I started bowhunting the lowcountry in 1999, and man it was something back then. No limits on bucks, more hogs than even the good Lord would care to count; turkeys at every bend, and lots of land that was still available at an affordable price. The area was filled then with characters. People that were hewn out of the massive live oaks and Spanish moss. They were hunting guides, timber barons, charter boat captains, smugglers and financiers. You never knew who was with you or whom you were sitting next to.
The first time I ever saw a wild hog in the woods was on a hunt with my buddy, Craig Everetts, over on some land owned by Andrew Harper. Andrew was a man from a different era. He pronounced Harper as if it had three As and no R in it. He told stories of his family from the area around Garnett, Scotia and Estill that dated back to before the Revolution and a King’s grant, if I remember right. Craig is a long-haired transplanted country boy from Ohio I think invited me up to hunt with him on some land he had leased from Andrew. Now, this was the middle of July about a month before deer season opened in the Lowcountry and it was hot. I mean so hot your sunglasses fogged just looking outside much less getting out in it. Snakes even waited till it got cooler to move. Satan got air conditioning hot…

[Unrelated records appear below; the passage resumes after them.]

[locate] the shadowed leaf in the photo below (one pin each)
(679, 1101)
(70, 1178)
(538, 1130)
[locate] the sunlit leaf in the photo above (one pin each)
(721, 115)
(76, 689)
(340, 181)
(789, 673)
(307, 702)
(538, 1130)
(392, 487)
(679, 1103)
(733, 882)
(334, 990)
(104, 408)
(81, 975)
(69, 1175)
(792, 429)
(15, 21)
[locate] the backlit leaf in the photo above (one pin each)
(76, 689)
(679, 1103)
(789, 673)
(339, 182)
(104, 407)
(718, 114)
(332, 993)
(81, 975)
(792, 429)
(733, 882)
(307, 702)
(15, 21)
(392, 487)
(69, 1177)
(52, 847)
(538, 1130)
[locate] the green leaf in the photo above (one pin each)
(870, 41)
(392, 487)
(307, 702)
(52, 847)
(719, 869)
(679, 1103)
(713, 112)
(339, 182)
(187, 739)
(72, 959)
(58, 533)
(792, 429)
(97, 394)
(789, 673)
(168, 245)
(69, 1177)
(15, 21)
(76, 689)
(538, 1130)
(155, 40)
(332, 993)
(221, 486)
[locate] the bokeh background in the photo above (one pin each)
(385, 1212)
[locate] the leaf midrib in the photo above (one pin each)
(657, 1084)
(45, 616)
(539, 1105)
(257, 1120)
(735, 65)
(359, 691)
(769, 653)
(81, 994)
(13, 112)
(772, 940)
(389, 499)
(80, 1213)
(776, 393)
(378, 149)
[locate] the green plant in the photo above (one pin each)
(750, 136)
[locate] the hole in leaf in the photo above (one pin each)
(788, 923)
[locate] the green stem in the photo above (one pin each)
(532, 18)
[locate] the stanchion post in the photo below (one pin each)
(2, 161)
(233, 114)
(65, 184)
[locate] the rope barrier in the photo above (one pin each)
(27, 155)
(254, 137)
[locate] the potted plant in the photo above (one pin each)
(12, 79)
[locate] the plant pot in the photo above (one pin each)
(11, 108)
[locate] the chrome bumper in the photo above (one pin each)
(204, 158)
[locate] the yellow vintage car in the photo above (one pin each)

We met one afternoon right before dinner at an old barbecue and meat and three place that used to be in Estill called Gators. Man, the hash and rice there was to die for! In any case, after a small dinner and a bunch of sweet tea, we headed off towards the property. I think it was a little more than 500 acres that ended up on the Savannah River around the famous Groton Plantation. If you don’t know Groton buy a copy of Jim Kilgo’s book, “Deep Enough for Ivory Bills.”
Craig dropped me off at a barely hanging on to a water oak deer stand which was above a corn feeder that looked the swamp. It was about 2 hours before dark. This was before bug tamer suits or thermacells so the mosquitos were thick as a wool blanket and just as suffocating. You could cut holes in the clouds with your broadheads. His last words to me were “shoot as many as you want!” So, when three fat little porkers came in 5 minutes later, two of them didn’t leave. By dark that night I had four down and I was out of arrows.
When Craig came back to pick me up that evening with the frogs croaking, the gators splashing, the mosquitos buzzing he gazed in wonder at the carnage. His only comment was “well, why did you stop?”
There was nothing like the freedom of the swamp back then.